Why Attack Surface Management Matters Now More Than Ever
As businesses increase their digital infrastructure, their attack surfaces grow too. In many cases, this expansion is faster than security teams can keep up with. Cloud platforms, mobile devices, IoT, third-party tools and hybrid working models have all introduced new network elements that must be secured not just from intrusion, but from data exfiltration and internal misuse.
Every connected asset is a potential entry point for threat actors, especially when visibility and oversight are lacking. Without careful, active management of this expanding environment, organizations leave themselves exposed to ransomware, targeted attacks and long-dwell intrusions that can go undetected for months. This makes attack surface management essential to understanding real-world enterprise cybersecurity risk.
The Expanding Attack Surface: What’s Driving The Risk?

An organization’s attack surface includes every point where an attacker could try to gain access, across devices, applications, cloud platforms, third-party services or user behavior. As this surface is expanding rapidly, enterprise network security must evolve.

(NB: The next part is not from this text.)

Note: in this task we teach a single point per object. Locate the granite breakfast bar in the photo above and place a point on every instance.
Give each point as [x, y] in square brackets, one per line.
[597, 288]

For example, hybrid work models, accelerated cloud adoption and growing reliance on third-party integrations are making it harder for security teams to maintain control. External vendors and contractors now regularly require network or system access, expanding the perimeter and creating new paths for threat actors to exploit. These connections can be leveraged to deploy malware, bypass internal defenses or escalate access.
Shadow IT is another major driver of this risk. According to a recent Microsoft survey, 71  percent of UK employees have used unapproved consumer-grade AI tools at work. Over half (51 percent) do so on a weekly basis, with generative AI tools a common solution.
Heading into 2026, identifying and managing all these potential exposures must be a top priority for firms seeking to reduce risk and build long-term resilience.
Key Challenges In Managing Today’s Attack Surface
As digital environments grow more complex, many businesses struggle to keep pace with the scale and speed of change. Managing an expanding attack surface isn’t just about identifying assets. It’s about maintaining control over how these are configured, accessed and updated over time.
Key challenges include:
- Lack of visibility: Security teams often don’t have full insight into all devices, applications and services connected to the network. This is especially the case in cloud, SaaS and hybrid environments. Without complete visibility, critical vulnerabilities can go undetected.
- Unmanaged assets: Employees frequently introduce new tools or devices without IT approval. These deployments fall outside standard security controls, creating unknown and potentially high-risk exposures, particularly if they don’t have the same enterprise-grade protections as approved solutions.
- Asset drift: Over time, systems and applications naturally evolve. Configuration changes, new integrations or missed patches can shift secure assets into a vulnerable state if not continuously monitored.
- Evolving deployments: The speed of digital transformation means new assets are introduced constantly, often faster than security teams can assess them, making it hard for IT pros to ensure their security or integrate them into their protection strategies.
What Effective Attack Surface Management Looks Like
Addressing these challenges requires more than periodic assessments. It needs continuous discovery, unified visibility and close alignment between IT, security and business operations. A strong attack surface management strategy should include the following key elements:
- Continuous discovery: Security teams must automatically and continuously scan for new assets across cloud, on-premises, remote and third-party environments. This includes identifying shadow IT and unmanaged devices as soon as they appear.
- Contextual risk assessment: Threat assessments should not only evaluate assets for vulnerabilities, but also prioritize these based on real-world risk, how exploitable they are and how critical the asset is to business operations.
- Change monitoring: Attack surface management activities must track how devices and configurations evolve over time. An asset considered secure today could become a risk in the future if baseline policies change or new vulnerabilities are discovered.
- Actionable insights: Tools should provide clear remediation guidance so teams can take immediate, informed action to prioritize the more pressing concerns and reduce exposure.
Practical Steps To Regain Control Of The Attack Surface
Improving attack surface management starts with building strong, sustainable practices that give security teams the visibility, control and agility needed to keep pace with today’s evolving infrastructure. As environments become more complex and interconnected, these actions are critical to reducing unnecessary risk and strengthening overall cyber resilience.
Key steps include:
- Creating a unified asset inventory that includes cloud services, on-premises systems, mobile devices and third-party tools. This forms the foundation of any attack surface management program and ensures teams know exactly what needs protection.
- Automating discovery and classification to detect new or unmanaged assets as soon as they appear, especially those introduced outside IT’s oversight.
- Establishing clear governance policies for deployment of devices and other network assets, including tagging standards, configuration baselines and access control measures to enforce consistency.
- Assigning ownership and accountability for assets across departments to ensure each system has a clear point of responsibility for maintenance and risk management.
- Continuously monitoring for changes in device posture or exposure, as well as validating configurations to prevent drift from secure states.
As digital infrastructure continues to grow, organizations that invest in structured, proactive attack surface management as part of a defense in depth approach will be far better equipped to reduce exposure, prevent breaches and adapt to the demands of a rapidly changing threat landscape in 2026 and beyond.